Señor agente judicial, me disculpé poniendo la
cara de aflicción que las circunstancias requerían, no se tome usted a mal las
palabras de mi madre, pues se le han cruzado los, pues presenta, como puede
ver, un cuadro de ligero desarreglo mental. Mi madre, que ha sufrido mucho,
vive el pasado y el presente de forma sincrónica, pues el dolor posee la
insólita virtud, dije yo metafísica hasta la médula, de abolir el tiempo o de
desordenarlo, dependiendo de los casos. Su espíritu atemporal efectúa un
incesante vaivén entre el año 1943 y el actual, sin el menor respeto por la
cronología oficial, se trata de un síndrome, según parece, muy difícil de
solucionar. Y eso la induce a continuas y extravagantes equivocaciones. No deja
de establecer parecidos entre los personajes que ve en la televisión y la
pandilla de Putón, como ella la llama, una pandilla de cerdos que provoca
estragos de todo tipo bajo disfraces diversos. Está convencida de que el
Mariscal nos gobierna, es absurdo. Le toma a usted por un emisario de Darnand
¡vaya usted a saber por qué! Sostiene que todos nuestros dirigentes, todos esos
mierdas, proclama, nos ordenan de forma más o menos encubierta que sirvamos a
la familia, al trabajo y a la patria ¿había oído semejante barbaridad? Ya se lo
he dicho, mamá cree que estamos en el año 1943, el año de la muerte de su
hermano, que conmemora en cierto modo cada día, pues a su hermano, señor, lo
asesinan todos los días y todos los días lo sepultan, cada hora que pasa doblan
las campanas por su agonía, y todas nuestras veladas son veladas fúnebres.
Debido a ello, mi madre está constantemente
desfasada, constantemente descentrada y es literalmente anacrónica.

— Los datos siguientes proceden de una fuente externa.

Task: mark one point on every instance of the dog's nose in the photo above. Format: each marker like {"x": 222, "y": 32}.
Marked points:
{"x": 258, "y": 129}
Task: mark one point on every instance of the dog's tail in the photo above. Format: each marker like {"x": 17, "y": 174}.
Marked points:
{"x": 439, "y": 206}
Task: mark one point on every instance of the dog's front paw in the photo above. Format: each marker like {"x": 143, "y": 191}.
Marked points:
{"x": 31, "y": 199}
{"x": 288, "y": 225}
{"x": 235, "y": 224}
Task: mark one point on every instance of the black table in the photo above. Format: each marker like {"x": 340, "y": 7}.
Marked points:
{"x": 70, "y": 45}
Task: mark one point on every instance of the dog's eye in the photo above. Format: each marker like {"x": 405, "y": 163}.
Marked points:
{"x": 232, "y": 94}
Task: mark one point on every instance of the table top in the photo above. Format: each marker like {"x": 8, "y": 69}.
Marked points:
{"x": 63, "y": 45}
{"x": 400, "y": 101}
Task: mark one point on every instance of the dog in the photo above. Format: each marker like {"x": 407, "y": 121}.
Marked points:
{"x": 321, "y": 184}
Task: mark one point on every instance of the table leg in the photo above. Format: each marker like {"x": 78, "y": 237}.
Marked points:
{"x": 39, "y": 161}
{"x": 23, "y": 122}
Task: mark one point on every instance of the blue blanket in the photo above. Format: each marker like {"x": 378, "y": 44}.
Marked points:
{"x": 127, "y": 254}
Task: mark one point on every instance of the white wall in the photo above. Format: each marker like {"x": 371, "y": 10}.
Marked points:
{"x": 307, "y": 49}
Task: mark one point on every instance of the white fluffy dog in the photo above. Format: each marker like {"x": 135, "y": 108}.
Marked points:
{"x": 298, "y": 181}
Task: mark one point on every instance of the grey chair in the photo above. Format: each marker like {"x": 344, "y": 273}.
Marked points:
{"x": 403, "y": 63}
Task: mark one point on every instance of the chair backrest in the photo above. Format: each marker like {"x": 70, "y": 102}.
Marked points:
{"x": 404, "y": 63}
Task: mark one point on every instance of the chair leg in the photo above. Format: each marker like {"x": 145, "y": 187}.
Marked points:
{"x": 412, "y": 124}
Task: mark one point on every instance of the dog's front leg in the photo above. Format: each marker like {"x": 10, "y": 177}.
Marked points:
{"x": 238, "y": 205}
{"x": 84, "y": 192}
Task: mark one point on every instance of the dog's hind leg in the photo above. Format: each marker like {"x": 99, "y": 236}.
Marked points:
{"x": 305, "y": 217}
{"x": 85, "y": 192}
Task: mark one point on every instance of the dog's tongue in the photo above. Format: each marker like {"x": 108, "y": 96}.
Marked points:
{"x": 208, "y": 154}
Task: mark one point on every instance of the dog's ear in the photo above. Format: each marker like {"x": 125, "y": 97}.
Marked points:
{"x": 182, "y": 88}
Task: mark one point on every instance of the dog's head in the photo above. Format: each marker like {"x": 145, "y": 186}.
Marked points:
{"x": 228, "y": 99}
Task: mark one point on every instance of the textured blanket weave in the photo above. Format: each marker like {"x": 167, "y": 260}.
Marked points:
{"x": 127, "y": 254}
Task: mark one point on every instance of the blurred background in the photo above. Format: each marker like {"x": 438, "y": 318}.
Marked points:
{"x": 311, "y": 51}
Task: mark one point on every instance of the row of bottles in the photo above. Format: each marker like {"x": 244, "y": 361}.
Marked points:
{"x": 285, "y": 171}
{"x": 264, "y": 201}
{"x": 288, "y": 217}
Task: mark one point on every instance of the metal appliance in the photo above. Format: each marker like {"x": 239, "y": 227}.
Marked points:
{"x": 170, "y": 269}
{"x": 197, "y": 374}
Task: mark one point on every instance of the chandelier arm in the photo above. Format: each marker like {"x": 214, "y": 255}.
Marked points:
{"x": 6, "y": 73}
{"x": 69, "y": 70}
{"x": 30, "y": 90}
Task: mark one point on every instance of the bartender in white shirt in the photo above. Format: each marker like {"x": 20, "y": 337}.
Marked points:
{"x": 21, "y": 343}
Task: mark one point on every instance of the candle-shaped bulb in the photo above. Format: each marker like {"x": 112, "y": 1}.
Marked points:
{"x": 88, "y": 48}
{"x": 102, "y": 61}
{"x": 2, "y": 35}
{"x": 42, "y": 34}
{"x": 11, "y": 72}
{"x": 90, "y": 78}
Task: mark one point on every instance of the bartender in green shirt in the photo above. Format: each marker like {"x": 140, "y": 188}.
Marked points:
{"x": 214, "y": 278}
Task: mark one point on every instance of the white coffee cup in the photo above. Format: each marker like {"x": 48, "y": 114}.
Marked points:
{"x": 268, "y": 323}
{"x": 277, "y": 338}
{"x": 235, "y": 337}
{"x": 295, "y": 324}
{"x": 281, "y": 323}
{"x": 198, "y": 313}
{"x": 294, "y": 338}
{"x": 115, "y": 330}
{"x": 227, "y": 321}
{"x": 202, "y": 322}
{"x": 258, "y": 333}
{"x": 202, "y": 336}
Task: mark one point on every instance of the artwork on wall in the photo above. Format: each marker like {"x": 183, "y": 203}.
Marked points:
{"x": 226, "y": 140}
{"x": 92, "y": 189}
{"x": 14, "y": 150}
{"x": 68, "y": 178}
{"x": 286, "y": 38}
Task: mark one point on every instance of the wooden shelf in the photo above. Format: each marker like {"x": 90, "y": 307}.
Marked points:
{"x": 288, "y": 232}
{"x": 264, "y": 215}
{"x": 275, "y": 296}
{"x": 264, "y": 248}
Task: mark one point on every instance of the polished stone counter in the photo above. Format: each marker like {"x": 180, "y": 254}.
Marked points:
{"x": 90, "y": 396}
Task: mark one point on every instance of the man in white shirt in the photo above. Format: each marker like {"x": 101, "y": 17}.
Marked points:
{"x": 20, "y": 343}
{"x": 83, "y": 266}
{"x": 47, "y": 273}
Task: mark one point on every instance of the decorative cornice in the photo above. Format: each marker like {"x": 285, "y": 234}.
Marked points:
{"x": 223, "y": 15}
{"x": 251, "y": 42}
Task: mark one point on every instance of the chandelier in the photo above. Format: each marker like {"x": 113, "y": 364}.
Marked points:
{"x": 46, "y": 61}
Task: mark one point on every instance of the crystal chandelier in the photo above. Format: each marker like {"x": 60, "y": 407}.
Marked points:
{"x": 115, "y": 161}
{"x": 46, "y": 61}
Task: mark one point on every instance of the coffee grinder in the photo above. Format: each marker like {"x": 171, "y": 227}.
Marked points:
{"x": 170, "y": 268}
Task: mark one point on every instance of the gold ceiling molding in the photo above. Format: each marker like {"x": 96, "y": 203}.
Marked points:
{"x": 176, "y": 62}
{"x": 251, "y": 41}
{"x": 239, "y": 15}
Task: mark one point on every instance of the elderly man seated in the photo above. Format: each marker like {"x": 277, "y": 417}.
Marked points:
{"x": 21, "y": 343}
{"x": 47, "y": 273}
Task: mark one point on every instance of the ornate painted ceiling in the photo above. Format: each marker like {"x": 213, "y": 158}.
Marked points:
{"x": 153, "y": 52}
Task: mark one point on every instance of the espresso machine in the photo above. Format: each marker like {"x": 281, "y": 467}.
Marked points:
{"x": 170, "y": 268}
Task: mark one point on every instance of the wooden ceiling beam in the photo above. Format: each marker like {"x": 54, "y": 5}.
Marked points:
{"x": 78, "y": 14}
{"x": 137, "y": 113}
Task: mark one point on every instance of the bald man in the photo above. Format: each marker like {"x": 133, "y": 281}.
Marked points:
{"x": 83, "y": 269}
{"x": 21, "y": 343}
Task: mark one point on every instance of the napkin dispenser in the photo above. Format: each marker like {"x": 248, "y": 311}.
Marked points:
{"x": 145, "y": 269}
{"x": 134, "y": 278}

Le basta
cualquier excusa para verse proyectada a ese año cuarenta y tres de siniestra
memoria del que sólo a costa de infinitas dificultades, consigue volver. Basta
que salga por la tele un general de uniforme para que de inmediato se ponga a
increparlo y a llamarlo Lammerding. (Basura, grita, asesino, bien merecido
tienes el nombre que llevas! Le basta leer en la pared del edificio de enfrente
el eslogan francia para los franceses
para atravesar de un salto las zonas atascadas de la memoria donde los demás,
habitualmente, suelen empantanarse y aterrizar en pleno congreso del PNF, el
Partido Nacional de Francia. Pero el aterrizaje, señor, no siempre culmina con
éxito. Ocurre a veces que se estrella, el espectáculo no es muy bonito, una
pierna aquí, la otra allá, y el alma, entre ambas, cruelmente dividida.
Cuando trato de comprender a mi madre, señor
agente judicial, me figuro que siente esa extraña sensación que se apodera de
mí cuando, viajando en el tren en el sentido inverso de la marcha, tengo la
impresión de adentrarme a toda velocidad en un futuro que no se encuentra
delante de mí sino detrás y que al mismo tiempo el pasado se abalanza sobre mí
para devorarme, ¿Me sigue? ¿Le parecen claras mis explicaciones? Soy, creo,
lenta de entendederas, se me ocurren las respuestas a destiempo. Le ruego que
me disculpe. No paraba de pedir disculpas por todo. Me habría disculpado por
existir, si las circunstancias se hubieran prestado a ello. Como los pobres.
Que piden perdón constantemente, es horripilante, y se pasan la vida dando las
gracias.
Resumiendo, señor, que mi madre está loca,
concluí.
Sume a lo anterior las penurias, el hastío
atroz, el miedo a todo, y comprenderá sin dificultad nuestra situación. El
agente judicial no parecía comprenderla. Complicada, señor agente judicial,
complicada, es lo mínimo que se puede decir. Si se le ocurre alguna posible
solución a esta pura mier, perdón, a este desbarajuste, exceptuando por
supuesto la revolución internacional, le ruego, amablemente, que me lo
comunique. Me explicaba como un libro abierto.
Respecto a ese Darnand al que mi madre se
refiere continuamente, ¿sabe usted quién era?, pregunté al agente judicial que
en aquel momento estaba examinando el aplique de madera que colgaba de la pared
según se entra a la derecha y que estaba decorado con una inscripción en letras
góticas que decía lo siguiente: si
vienes a mi casa, amigo mío, o llegarás demasiado tarde, o te irás demasiado
pronto. ¿Sabe usted, señor, quién era ese Darnand?